Abbreviations: PVA: polyvinyl alcohol, PLGA: poly lactic-co-glycolic acid, HA: hyaluronic acid, PEGDA: poly (ethylene glycol) diacrylate, PGA: polyglycolide; PLA: poly (lactic acid), PVP: polyvinylpyrrolidone, PDMS, Poly (Ethylene glycol-co-methacrylic-acid), PGMA: Poly Glycidyl methacrylate.

Polymer—Dissolution Kinetics

Kinetics is the study of the rate of change in levels of concentration. Dissolvability or dissolution means the course by which a substance alters its form from a solid state to an aqueous solution over time. Thus, dissolution kinetics is the study of the rate at which a substance’s concentration changes as it dissolves [38]. As a result, understanding dissolution kinetics is a critical component of modeling DMNs (dissolving microneedles). Several stimuli can dissolve the polymeric materials, which forms the dissolving MNs [39]. Here, we debate the core parameters that influence the performance of dissolving MNs, such as the temperature, UV, pH levels, and moisture responsivity of the polymers.

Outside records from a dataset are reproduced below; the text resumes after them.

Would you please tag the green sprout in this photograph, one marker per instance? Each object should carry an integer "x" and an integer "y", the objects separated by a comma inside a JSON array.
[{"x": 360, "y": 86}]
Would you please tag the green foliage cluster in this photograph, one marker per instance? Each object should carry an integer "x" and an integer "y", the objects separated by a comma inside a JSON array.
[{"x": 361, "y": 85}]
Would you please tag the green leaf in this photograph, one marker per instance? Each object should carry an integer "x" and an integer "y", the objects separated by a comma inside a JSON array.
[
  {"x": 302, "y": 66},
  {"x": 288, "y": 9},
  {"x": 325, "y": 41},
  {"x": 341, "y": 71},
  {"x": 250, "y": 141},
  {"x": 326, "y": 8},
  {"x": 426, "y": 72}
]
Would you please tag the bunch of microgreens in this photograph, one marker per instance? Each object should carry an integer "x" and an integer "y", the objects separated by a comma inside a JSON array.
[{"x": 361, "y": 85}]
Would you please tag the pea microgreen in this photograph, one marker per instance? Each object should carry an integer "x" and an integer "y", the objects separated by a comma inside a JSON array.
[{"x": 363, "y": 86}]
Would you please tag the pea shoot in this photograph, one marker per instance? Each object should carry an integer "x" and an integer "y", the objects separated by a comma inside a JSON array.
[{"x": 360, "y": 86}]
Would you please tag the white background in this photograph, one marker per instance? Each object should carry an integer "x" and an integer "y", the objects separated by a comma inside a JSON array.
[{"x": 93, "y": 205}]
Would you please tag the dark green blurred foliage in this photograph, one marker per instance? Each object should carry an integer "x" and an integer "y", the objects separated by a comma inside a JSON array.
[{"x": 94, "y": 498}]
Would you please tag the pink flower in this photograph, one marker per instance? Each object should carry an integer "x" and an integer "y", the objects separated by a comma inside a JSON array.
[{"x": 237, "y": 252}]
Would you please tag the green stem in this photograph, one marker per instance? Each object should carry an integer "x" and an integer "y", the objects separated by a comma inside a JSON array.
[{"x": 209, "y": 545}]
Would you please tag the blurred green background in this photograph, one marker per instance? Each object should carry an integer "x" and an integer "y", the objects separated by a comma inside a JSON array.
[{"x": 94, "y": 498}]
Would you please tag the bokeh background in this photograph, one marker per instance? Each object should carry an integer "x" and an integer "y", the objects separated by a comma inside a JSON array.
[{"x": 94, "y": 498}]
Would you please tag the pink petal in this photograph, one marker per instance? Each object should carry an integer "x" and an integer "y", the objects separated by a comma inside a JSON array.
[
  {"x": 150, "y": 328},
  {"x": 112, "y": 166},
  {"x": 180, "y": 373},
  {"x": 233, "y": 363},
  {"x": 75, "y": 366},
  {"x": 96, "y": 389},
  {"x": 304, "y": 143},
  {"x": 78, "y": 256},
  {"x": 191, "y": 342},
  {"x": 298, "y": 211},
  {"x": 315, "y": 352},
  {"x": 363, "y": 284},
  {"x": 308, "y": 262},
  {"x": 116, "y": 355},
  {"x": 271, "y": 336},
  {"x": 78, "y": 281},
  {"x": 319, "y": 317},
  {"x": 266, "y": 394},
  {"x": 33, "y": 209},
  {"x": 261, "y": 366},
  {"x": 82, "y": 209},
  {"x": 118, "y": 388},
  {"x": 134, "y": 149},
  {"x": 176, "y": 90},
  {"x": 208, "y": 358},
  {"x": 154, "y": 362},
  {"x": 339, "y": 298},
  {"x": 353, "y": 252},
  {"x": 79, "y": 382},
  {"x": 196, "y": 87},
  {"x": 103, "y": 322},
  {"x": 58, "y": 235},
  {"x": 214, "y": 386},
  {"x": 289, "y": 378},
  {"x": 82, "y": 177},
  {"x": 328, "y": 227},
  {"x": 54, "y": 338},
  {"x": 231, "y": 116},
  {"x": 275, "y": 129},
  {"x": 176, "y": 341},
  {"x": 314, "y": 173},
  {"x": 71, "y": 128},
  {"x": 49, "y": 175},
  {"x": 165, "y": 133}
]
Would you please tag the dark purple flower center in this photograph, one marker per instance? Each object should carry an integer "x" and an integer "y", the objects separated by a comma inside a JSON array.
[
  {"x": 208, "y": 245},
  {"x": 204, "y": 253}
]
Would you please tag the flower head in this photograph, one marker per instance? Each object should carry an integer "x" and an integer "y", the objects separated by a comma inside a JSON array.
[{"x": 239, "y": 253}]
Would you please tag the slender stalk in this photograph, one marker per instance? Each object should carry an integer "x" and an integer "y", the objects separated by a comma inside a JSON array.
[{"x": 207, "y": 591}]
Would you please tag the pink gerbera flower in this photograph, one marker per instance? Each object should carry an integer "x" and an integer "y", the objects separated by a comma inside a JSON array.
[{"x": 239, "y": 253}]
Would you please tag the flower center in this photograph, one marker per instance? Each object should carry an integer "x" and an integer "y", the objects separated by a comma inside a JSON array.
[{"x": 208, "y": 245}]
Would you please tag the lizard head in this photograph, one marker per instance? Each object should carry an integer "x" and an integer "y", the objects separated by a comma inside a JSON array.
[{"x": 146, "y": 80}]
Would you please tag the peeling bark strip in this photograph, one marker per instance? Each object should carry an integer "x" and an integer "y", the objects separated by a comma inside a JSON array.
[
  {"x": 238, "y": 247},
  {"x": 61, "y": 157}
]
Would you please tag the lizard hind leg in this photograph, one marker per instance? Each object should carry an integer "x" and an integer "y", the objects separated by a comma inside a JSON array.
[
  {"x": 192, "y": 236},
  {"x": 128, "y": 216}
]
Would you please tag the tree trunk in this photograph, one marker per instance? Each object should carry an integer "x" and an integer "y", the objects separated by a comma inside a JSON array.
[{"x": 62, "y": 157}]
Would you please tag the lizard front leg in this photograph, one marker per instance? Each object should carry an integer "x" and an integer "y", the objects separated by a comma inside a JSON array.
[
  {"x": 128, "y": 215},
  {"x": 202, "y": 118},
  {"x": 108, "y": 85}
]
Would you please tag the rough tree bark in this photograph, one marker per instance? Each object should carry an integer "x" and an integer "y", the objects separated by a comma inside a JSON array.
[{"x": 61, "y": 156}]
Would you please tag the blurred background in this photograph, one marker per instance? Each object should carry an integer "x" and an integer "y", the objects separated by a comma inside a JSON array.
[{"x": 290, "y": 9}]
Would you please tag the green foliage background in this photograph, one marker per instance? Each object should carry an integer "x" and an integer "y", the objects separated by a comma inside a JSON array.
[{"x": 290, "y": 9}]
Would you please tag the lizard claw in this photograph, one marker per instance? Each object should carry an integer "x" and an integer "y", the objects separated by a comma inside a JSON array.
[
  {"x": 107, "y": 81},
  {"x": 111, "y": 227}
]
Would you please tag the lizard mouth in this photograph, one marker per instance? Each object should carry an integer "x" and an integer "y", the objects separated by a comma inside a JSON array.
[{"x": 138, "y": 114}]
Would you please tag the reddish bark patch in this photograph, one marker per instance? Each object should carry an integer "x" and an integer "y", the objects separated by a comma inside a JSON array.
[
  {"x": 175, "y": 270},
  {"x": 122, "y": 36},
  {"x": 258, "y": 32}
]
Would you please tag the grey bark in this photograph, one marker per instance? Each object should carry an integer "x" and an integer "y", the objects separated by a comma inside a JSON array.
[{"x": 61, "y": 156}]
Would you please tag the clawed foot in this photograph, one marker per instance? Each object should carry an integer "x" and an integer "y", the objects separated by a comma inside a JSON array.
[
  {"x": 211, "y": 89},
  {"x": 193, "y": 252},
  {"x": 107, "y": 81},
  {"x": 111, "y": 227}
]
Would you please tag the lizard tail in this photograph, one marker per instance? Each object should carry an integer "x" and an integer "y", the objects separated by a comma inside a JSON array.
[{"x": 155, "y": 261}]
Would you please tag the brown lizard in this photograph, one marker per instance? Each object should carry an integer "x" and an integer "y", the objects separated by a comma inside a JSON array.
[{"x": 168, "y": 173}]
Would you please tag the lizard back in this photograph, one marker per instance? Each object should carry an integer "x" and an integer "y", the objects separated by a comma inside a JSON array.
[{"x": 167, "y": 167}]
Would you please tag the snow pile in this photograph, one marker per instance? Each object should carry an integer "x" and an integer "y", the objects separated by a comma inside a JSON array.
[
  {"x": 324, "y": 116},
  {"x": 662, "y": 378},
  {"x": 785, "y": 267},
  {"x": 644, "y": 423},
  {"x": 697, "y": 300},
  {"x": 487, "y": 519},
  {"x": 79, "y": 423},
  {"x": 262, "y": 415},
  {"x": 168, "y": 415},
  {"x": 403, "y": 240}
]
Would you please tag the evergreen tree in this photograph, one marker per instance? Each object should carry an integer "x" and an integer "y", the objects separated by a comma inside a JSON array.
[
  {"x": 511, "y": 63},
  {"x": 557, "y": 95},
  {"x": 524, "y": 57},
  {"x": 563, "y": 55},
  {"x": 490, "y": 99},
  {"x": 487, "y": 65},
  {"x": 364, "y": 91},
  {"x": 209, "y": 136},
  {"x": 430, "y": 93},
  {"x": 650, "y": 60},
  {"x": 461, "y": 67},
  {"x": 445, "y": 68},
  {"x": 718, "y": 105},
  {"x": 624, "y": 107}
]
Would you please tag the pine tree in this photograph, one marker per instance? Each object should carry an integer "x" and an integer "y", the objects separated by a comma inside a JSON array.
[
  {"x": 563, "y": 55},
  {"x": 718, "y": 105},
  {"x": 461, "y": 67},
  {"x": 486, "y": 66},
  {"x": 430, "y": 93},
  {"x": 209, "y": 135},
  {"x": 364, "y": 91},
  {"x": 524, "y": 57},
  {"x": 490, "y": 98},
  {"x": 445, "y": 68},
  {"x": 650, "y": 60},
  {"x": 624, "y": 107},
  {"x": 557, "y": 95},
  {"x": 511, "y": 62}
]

The term pH-responsive polymers refer to polymers that can allow a substance to be transferred into acidic or alkaline bases. Hollow-shaped MN arrays with microspheres encapsulating two pharmaceutical drugs along with sodium bicarbonate were produced by Ke et al. [40]. Protons could diffuse through the microsphere’s thin poly (L-lactic-co-glycolic acid) (PLGA). As a result, when the hollow MN array delivered the microspheres into the naturally acidic skin, the protons in the microspheres reacted with NaHCO3 (sodium bicarbonate), which is contained inside the microspheres. As an outcome, CO2 was formed, causing pressure to build up within the microsphere. The pressure was applied to the microsphere membrane until it was ruptured, allowing the encapsulated drugs to be released.

Moisture responsiveness is a term used to describe a material’s ability to absorb moisture. Polymers that are reacting for moisture responsivity dissolve due to the effect of hydrolysis. The moisture-responsive-based dissolving type of MNs can be designed either for an immediate or for a controlled release mannerism of a drug [41]. Koh et al. [42] provided the basic mRNA (messenger ribonucleic acid) using a polyvinylpyrrolidone-dissolving MN patch (RNA patch). The RNA patch preserved the physical and functional integrity of the condensed mRNA for a minimum period of two weeks. The kinetics of the RNA patch was almost the same as that of hypodermic injection when passed through the subcutaneous layers, leaves a fair good chance towards enhancing length of the MNs.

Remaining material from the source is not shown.